Centrafrique: Jean-Christophe Guinza défend la prolongation de l’état d’urgence


Centrafrique: Jean-Christophe Guinza défend la prolongation de l’état d’urgence

En Centrafrique, la prolongation de l’état d’urgence défendu par Jean-Christophe Guinza n’a pas manqué de faire réagir la société civile. Cette dernière émet déjà de vives inquiétudes sur d’éventuelles dérives. Pour les autorités centrafricaines, par le biais de son ministre de la justice, ces abus évoqués ne sont pas avérés.

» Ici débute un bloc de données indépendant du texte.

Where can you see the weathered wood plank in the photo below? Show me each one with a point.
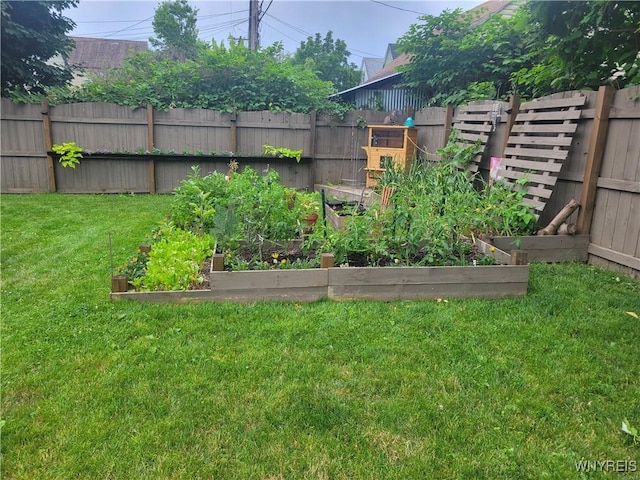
(548, 248)
(531, 177)
(573, 101)
(549, 116)
(473, 137)
(261, 279)
(536, 153)
(538, 128)
(499, 255)
(475, 127)
(424, 275)
(613, 256)
(429, 291)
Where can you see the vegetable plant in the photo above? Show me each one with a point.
(70, 153)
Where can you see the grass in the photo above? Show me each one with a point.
(502, 389)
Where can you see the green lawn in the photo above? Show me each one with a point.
(498, 389)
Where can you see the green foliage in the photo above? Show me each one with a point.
(631, 430)
(583, 45)
(282, 152)
(455, 60)
(330, 59)
(545, 47)
(93, 388)
(33, 33)
(135, 267)
(220, 78)
(175, 260)
(70, 153)
(241, 205)
(174, 24)
(433, 208)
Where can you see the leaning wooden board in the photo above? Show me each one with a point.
(538, 144)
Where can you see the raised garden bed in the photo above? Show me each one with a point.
(547, 248)
(374, 283)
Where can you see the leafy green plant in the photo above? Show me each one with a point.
(282, 152)
(631, 430)
(175, 260)
(135, 267)
(70, 153)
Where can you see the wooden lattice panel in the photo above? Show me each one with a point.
(474, 123)
(538, 145)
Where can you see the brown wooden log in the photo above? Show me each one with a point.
(560, 218)
(567, 229)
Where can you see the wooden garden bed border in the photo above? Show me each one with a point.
(547, 248)
(373, 283)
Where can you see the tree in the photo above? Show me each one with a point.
(330, 59)
(584, 44)
(545, 47)
(220, 78)
(33, 34)
(454, 59)
(174, 23)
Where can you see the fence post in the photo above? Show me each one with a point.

Face à l’insécurité grandissante semée dans le pays par la coalition de groupes rebelles, les autorités centrafricaines ont dû prendre des mesures drastiques. Celles-ci ont pour but de protéger au mieux les populations contre les attaques de ces groupes armés. Alors c’est dans cette logique qu’a été instaurée la prolongation de l’état d’urgence pour six mois.

Des accusations un peu graves selon Jean-Christophe Guinza

Selon le ministre de la Justice par intérim, Jean-Christophe Guinza, il est encore très difficile d’affirmer ou d’infirmer des cas d’abus commis dans le cadre de l’état d’urgence. « A partir du moment où la justice est en train de mener des investigations, seules les investigations nous diront qu’il y a eu abus, dérapages par rapport à cela », a déclaré le ministre.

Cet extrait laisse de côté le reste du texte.